Most significantly, veterans can engage in treatment court and must be willing to do so. The VA has a Veterans Justice Outreach (VJO) program, which can help Veterans establish eligibility and appear in a Veterans’ Court.

What Crimes Does the Veteran Treatment Court Handle?

Treatment courts deal with various crimes, depending on the locality. These crimes may include public intoxication, disorderly conduct, probation or parole violation, driving under the influence (DUI), domestic violence, delinquency or non-payment of child support, drug possession or trafficking, vandalism, theft, robbery, manslaughter, or sexual assault. The most prevalent charges handled by the Veteran Treatment Court were DUI, public intoxication, disorderly conduct, and drug possession.

Benefits of the Veterans Treatment Court

Veterans treatment courts can enhance outcomes for those who have served the country while helping to benefit society. Receiving treatment can help Veterans stay sober so that they can better manage their mental health difficulties, lowering the risk of suicide and other legal issues. Veterans who participate in treatment court are less likely to be incarcerated and are more likely to find work, receive VA benefits, and keep their jobs. These programs also assist veterans in maintaining stable, independent housing, which has the potential to reduce veteran homelessness significantly.

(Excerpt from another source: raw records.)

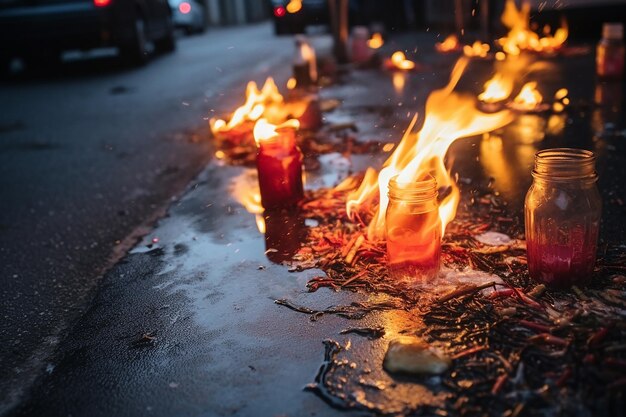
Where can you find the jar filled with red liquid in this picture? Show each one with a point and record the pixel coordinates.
(563, 209)
(610, 52)
(413, 230)
(279, 165)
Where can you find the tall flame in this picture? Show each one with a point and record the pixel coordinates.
(398, 60)
(496, 89)
(264, 130)
(520, 37)
(528, 97)
(449, 116)
(258, 103)
(451, 43)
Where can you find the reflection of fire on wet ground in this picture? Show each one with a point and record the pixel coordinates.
(514, 345)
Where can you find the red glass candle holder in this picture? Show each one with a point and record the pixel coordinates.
(563, 210)
(413, 229)
(279, 165)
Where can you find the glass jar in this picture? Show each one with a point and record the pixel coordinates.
(610, 52)
(413, 229)
(279, 165)
(563, 209)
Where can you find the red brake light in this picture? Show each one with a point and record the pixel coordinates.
(184, 7)
(279, 11)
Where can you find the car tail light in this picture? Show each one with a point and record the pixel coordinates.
(184, 7)
(279, 11)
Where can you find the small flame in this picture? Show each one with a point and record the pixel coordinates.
(398, 59)
(264, 130)
(449, 116)
(497, 89)
(528, 98)
(451, 43)
(520, 37)
(477, 49)
(258, 103)
(294, 6)
(376, 41)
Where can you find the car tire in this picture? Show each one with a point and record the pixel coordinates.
(168, 42)
(135, 51)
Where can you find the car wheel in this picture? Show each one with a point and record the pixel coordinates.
(135, 52)
(168, 42)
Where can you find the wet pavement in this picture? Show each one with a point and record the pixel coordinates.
(187, 324)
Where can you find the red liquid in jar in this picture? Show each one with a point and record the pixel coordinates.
(414, 248)
(563, 265)
(280, 175)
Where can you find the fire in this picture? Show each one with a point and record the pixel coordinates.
(528, 98)
(478, 49)
(450, 44)
(258, 103)
(264, 130)
(497, 89)
(376, 41)
(294, 6)
(449, 116)
(520, 37)
(398, 60)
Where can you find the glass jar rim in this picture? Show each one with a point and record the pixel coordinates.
(565, 164)
(415, 191)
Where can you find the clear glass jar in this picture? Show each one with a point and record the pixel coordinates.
(610, 52)
(563, 209)
(413, 229)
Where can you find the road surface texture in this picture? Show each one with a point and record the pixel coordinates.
(90, 153)
(186, 325)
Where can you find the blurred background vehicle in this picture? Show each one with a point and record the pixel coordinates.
(293, 16)
(38, 31)
(188, 15)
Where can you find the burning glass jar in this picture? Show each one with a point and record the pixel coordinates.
(563, 209)
(413, 229)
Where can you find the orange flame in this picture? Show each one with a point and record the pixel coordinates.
(496, 89)
(528, 98)
(521, 38)
(477, 49)
(264, 130)
(451, 43)
(294, 6)
(258, 103)
(398, 60)
(449, 116)
(376, 41)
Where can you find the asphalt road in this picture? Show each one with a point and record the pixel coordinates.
(90, 155)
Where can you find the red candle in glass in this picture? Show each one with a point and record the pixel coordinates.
(563, 209)
(279, 164)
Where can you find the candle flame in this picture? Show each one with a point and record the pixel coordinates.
(477, 49)
(376, 41)
(496, 89)
(451, 43)
(449, 116)
(264, 130)
(528, 98)
(398, 60)
(520, 37)
(294, 6)
(258, 103)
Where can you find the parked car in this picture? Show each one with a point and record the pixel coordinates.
(293, 16)
(188, 15)
(39, 30)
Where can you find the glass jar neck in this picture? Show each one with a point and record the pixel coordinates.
(565, 165)
(417, 192)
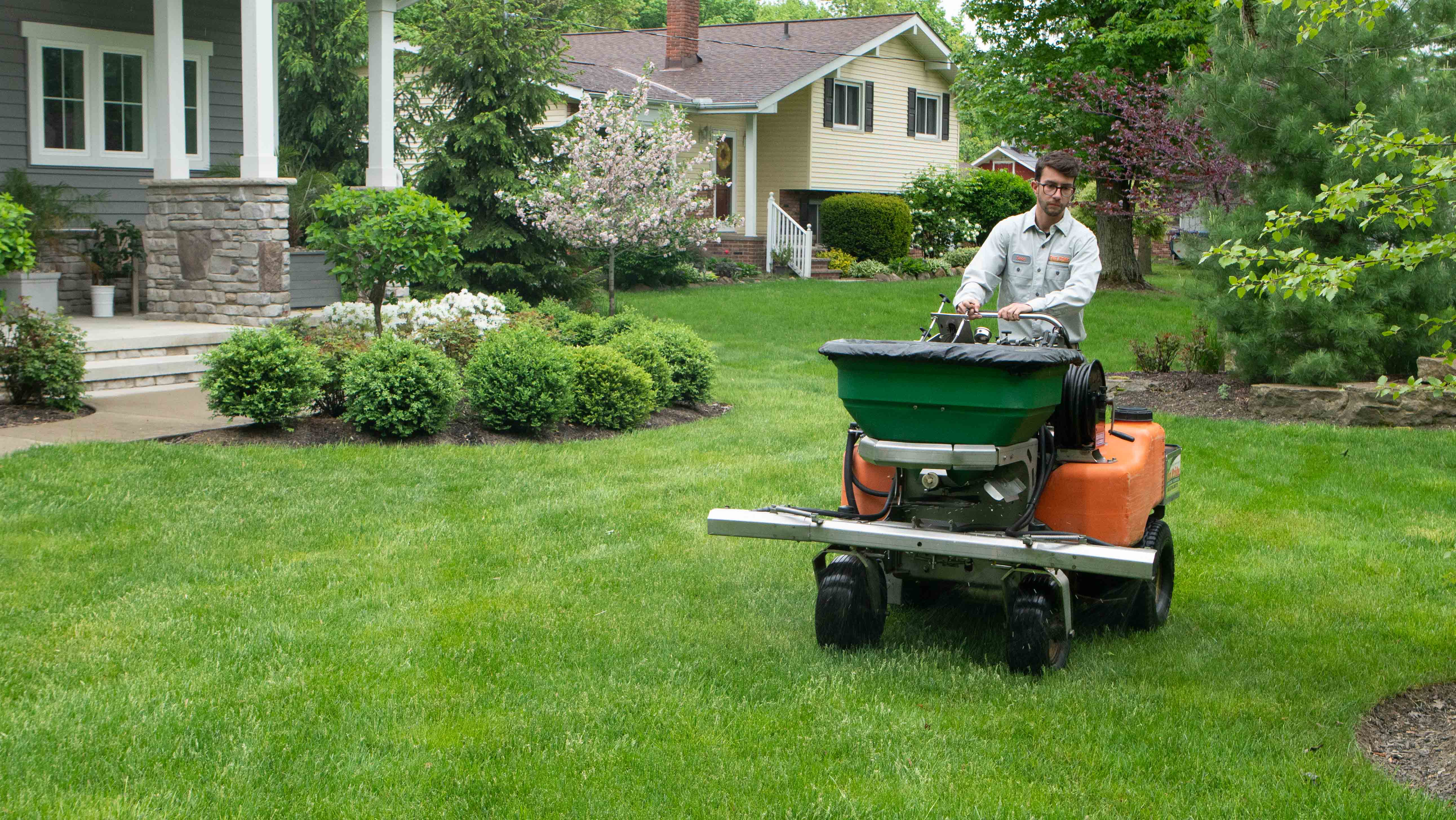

Veterans courts are intended to help justice-involved defendants address the complicated treatment needs associated with substance misuse, mental health, and other difficulties particular to the traumatic experience of war. Some veterans returning from war find it difficult to reintegrate into their communities. Veterans with untreated substance addiction or mental health issues, such as PTSD and TBI, may have a more difficult time returning home, which can occasionally lead to criminal conduct. Veterans’ treatment courts address the underlying causes of veterans’ criminal behavior. These courts seek to resolve criminal matters through treatment and support. Veterans participate in a program adapted to their specific needs in these courts.

Distinctive Features of Veterans Courts

The most apparent distinction between a veterans court and other problem-solving courts is that participants must be current or former military members. Other differences include the veteran’s court team having at least one person who is knowledgeable about veteran and the army culture, terminology, benefits, and any other veteran or military concerns that may emerge.


Veterans Treatment makes use of the camaraderie that exists among all veterans. Volunteer veteran mentors are essential to Veterans Court because they provide their fellow veterans with a wide range of help. They are the leaders of the veterans court team and the participants. Their engagement with the participant, including a supportive relationship maintained throughout the program, increases the likelihood that the participant will stay in treatment and improves their odds of success and sobriety. Veteran mentors devote their time and efforts to helping fellow veterans with peer support, housing, career connections, job training, education, transportation, disability compensation claims, discharge status, and other local, state, and federal resources.